The sepoys stood taut and erect as the 95th marched along the road in front of them. As the British troops approached, the crowd’s murmur had turned to heckles and catcalls, even a few sods had been thrown and some rotten fruit, but as the pacing red column had neither checked nor hesitated, so the crowd drew back. Now the mob fidgeted and swayed as the two bodies of troops scanned each other. As the sepoys stiffened and stood more rigidly, more fixedly than any line-drawing from the drill manual, so the arms and legs of the 95th swung more regularly, more perfectly than they had ever done on an English barrack yard.

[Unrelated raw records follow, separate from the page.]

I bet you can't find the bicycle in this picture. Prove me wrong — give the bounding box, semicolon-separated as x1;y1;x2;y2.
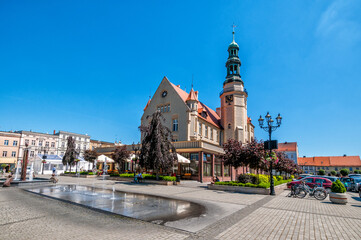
297;182;328;200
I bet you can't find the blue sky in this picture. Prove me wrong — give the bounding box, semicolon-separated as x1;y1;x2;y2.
0;0;361;156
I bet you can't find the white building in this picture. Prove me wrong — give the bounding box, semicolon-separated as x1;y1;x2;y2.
55;131;90;157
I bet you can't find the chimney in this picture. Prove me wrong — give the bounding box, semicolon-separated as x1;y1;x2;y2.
216;108;221;117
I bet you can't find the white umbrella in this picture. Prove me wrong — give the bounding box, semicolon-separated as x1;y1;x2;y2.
177;153;191;163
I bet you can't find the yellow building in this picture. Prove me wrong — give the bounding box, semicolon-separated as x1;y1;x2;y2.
0;132;21;170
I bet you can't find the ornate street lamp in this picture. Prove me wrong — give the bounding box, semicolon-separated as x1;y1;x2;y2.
132;142;140;174
258;112;282;195
41;146;49;175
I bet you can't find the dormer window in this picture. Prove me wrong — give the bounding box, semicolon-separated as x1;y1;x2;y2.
201;111;208;118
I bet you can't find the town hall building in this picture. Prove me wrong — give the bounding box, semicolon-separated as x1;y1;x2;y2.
141;32;254;182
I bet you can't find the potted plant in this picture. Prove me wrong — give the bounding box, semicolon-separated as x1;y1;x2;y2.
330;180;347;204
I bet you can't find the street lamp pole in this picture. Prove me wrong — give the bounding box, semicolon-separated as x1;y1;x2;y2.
41;146;49;175
258;112;282;195
132;142;140;177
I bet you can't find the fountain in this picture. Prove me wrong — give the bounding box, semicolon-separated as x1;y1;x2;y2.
26;185;206;227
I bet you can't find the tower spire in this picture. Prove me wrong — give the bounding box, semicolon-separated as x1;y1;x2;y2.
232;24;237;42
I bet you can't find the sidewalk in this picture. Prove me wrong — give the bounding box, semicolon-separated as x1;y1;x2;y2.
0;177;361;240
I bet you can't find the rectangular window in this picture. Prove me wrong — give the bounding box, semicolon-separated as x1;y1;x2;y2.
214;157;222;177
173;119;178;131
203;153;212;176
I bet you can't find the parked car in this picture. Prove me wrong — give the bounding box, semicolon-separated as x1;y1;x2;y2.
287;177;332;191
350;177;361;192
320;176;339;182
297;173;311;179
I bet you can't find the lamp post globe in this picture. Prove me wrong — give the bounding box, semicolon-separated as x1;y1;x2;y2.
258;112;282;195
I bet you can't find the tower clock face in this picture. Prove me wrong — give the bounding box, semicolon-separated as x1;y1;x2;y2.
226;95;233;105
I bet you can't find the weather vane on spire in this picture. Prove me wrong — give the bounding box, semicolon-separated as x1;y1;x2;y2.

‘Right Wing, Ninety-Fifth Regiment, halt!’ The non-commissioned officers were waiting for Morgan’s word of command; once it came it was passed down the sweating ranks, bringing the scarlet and white-belted lines to a dusty stop.

‘The wing will advance…’ Morgan paused whilst the ranks tensed, ‘…left face.’ The British troops pivoted, backs now to the crowd, and stared at the native regiments, no more than thirty yards away from them across the road.

Under Bolton’s words of command the guns wheeled into position between the slabs of infantry, the sparkling brass barrels being unhooked and thrown about to stare at the sepoys, bombardiers’ yells sending gunners scurrying to the ammunition limbers, ramrods whirling and thrusting as the charges were pushed home, the black, menacing muzzles silently challenging the native troops. The whole, slick process ended when by each gun a lance-bombardier stood hefting a linen bag of canister shot.

‘Wait a moment, sir, let the fuckers see what’s in store for ’em,’ McGucken growled quietly. ‘D’you want to untie ten now, sir?’

‘Yes, do that, please, Colour-Sar’nt.’ Morgan knew that the sepoys were studying their every move, and as the men fiddled to take the string and greased paper from one little parcel of ten paper cartridges that sat in their pouches, he looked across at his targets.

The sepoys swayed slightly in the heat, the odd tongue quickly licking dry lips, fingers flexing nervously on the stocks of the rifles that they all held by their sides, expressions fixed but difficult to read under the sweeping, exaggerated moustaches that all the jawans wore. Morgan saw the native officers, swords drawn, standing just behind the trembling ranks. They were all older men, most grey-haired, some wearing campaign medals. The subadar-majors waited at the centre of each battalion’s line, where the colour-parties would normally have been with long strings of ‘joys’, the religious beads that looked, to the British at least, so odd around the neck of a uniform coatee. To their rear were a handful of white faces, the European officers.

‘Right y’are, sir, let ’em see we mean business.’ Quietly, McGucken guided Morgan.

‘Right Wing, Ninety-Fifth Regiment…’ Morgan’s mind flew back to the first time that he had spoken the order that he was about to give, ‘…with ball cartridge…load’, it had been at the Alma. Despite the heat, Morgan shivered.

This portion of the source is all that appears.